Quatrièmement, je commence à prendre des bras. Si avec mon physique d'allumette ce n'était pas gagné, j'éprouve de moins en moins de difficulté à soulever les cartons remplis de produits et je soulève même certains sacs de croquettes pesant une vingtaine de kilos, ce dont je me pensais incapable. C'est un travail particulièrement physique que de mettre en rayon et cela consiste principalement à faire de la manutention. S'il est aisé de soulever un carton de ketchup, un énorme carton rempli de bouteilles de deux litres de vinaigre l'est définitivement moins. J'ai également mal au dos et au cou, surtout à force de travailler au trad puisque je dois baisser la tête vers le plan de travail.
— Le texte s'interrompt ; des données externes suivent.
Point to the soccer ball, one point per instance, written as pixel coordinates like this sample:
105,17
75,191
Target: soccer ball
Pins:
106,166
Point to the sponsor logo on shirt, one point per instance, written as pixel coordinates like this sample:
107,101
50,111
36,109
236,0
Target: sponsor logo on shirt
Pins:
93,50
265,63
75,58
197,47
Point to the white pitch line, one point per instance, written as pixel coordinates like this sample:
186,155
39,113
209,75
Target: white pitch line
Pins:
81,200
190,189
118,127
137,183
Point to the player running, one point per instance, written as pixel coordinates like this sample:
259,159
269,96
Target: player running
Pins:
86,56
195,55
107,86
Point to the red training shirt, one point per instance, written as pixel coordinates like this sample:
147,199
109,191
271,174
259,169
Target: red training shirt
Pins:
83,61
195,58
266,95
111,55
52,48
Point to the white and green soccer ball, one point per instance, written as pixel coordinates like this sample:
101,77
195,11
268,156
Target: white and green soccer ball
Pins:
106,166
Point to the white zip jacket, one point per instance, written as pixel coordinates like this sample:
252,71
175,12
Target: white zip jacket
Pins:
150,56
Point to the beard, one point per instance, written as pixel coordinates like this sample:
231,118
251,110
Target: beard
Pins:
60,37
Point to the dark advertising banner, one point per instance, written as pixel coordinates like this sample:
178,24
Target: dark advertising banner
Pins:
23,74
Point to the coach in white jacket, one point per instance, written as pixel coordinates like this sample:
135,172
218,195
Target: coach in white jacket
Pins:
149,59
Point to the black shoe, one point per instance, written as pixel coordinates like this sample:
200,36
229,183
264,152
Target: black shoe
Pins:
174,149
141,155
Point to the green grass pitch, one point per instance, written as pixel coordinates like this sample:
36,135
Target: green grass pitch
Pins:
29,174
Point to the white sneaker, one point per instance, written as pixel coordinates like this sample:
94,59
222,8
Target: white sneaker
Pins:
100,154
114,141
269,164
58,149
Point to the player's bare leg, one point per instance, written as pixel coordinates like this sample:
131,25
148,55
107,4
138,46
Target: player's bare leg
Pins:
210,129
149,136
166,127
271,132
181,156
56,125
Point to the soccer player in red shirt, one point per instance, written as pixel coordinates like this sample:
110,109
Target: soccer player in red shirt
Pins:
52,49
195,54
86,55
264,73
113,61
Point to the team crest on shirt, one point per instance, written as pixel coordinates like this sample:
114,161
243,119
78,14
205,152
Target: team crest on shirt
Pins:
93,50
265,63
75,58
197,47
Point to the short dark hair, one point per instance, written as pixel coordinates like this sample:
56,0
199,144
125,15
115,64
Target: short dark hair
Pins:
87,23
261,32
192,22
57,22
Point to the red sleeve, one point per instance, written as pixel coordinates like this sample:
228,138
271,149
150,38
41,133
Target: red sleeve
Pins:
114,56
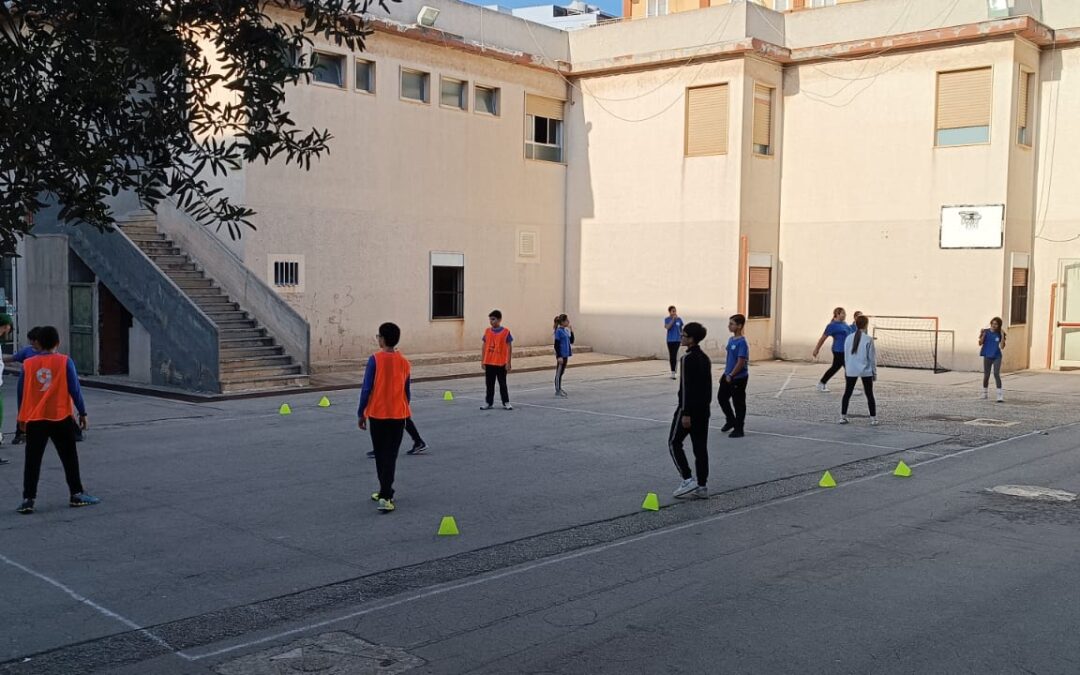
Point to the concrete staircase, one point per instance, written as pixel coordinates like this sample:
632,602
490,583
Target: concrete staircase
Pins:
250,360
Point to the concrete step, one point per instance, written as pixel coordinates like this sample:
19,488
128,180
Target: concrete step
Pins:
283,381
255,362
248,348
240,375
172,258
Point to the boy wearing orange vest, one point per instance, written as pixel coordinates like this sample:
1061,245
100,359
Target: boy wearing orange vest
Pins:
50,387
383,406
497,361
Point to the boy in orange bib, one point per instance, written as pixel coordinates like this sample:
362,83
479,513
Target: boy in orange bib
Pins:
385,406
497,360
50,387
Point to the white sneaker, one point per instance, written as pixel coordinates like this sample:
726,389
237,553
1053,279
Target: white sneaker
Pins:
685,488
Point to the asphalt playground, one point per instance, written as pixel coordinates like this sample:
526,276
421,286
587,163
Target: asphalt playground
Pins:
234,540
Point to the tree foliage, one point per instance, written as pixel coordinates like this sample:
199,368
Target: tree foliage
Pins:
98,96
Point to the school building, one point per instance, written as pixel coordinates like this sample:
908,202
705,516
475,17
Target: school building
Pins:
910,159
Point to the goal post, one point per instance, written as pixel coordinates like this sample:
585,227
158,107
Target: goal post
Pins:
909,341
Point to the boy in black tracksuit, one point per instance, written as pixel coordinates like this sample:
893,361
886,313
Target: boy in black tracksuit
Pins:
691,416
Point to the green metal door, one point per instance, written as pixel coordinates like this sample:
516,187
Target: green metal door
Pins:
81,347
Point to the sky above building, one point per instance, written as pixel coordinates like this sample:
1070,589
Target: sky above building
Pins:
610,7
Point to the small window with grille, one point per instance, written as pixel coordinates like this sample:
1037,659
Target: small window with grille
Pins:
286,272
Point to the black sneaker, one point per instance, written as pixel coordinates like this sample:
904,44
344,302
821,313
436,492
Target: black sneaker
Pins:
82,499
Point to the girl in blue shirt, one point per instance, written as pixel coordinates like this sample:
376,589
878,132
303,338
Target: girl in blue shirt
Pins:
838,331
991,341
564,338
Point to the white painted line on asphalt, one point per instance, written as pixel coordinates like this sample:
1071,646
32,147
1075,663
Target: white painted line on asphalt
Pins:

Le lundi a également marqué le jour d'arrivée d'une autre étudiante de ma fac, en droit également : Marêva. Elle doit être aussi frêle que moi physiquement et peine autant que moi les premiers jours. Je l'avais aperçue plusieurs fois de loin à la fac. Sans pour autant pouvoir parler d'amitié, je pense pouvoir affirmer que nous avons sympathisé au cours de cette semaine, sans aucune ambiguïté bien sûr. Et pour ajouter une excellente nouvelle à cette journée : samedi dernier était le dernier jour du Stagiaire, toute l'équipe est ravie de ne plus le voir.

J'ai toujours des problèmes de rythme de sommeil, principalement parce que j'ai dormi dimanche une bonne partie de la journée bien que je me sois couché tôt samedi, ce qui m'a immanquablement valu une courte nuit dès le début de semaine.

Le mardi s'est déroulé sans véritable événement marquant. J'ai fait la connaissance d'une caissière appelée Margaux qui doit être encore plus introvertie que moi. Elle est aussi sous contrat, et elle ne cache pas que c'est grandement parce qu'elle ne s'imagine pas passer sa vie à faire ce travail. Je la comprends lourdement.

Le mercredi se passe un peu plus hâtivement au niveau fromagerie puisque le jeudi est mon jour de repos, je dois en conséquence prévoir assez de stock dans le fromage pour qu'il y en ait pour deux jours. Je manque légèrement sur certains produits mais m'en sors bien dans l'ensemble, ce qui me laisse néanmoins une énorme quantité de travail pour vendredi.

Les nuits du mercredi au jeudi et du jeudi au vendredi, je garde le fils de ma soeur pendant qu'elle et mon beau-frère travaillent de nuit dans le magasin. L'idée est de réimplanter certains rayons. Il est vrai que le magasin en a grandement besoin, actuellement les couches sont situées en face du vinaigre, imaginez la logique. 

En conséquence, mon beau-frère n'est pas présent vendredi après-midi et Anthony change de visage. Il se transforme en un être peu recommandable qui se croit tout permis et n'hésite pas à me railler moi ou Marêva en nous envoyant des piques grossières tout en s'énervant sur nous à la moindre occasion pour passer ses nerfs. Je le laisse s'énerver sans rien dire en prenant mon mal en patience. Si seulement il savait ce que le directeur va lui mettre une fois que je lui aurais raconté cela autour d'une bière le soir. Je rentre néanmoins dans la voiture de ma mère en l'insultant de tous les noms.

Ce qui devait arriver arrive samedi, j'en profite au passage pour le prendre en aparté et lui dire les choses calmement mais sèchement afin que cela ne se reproduise plus.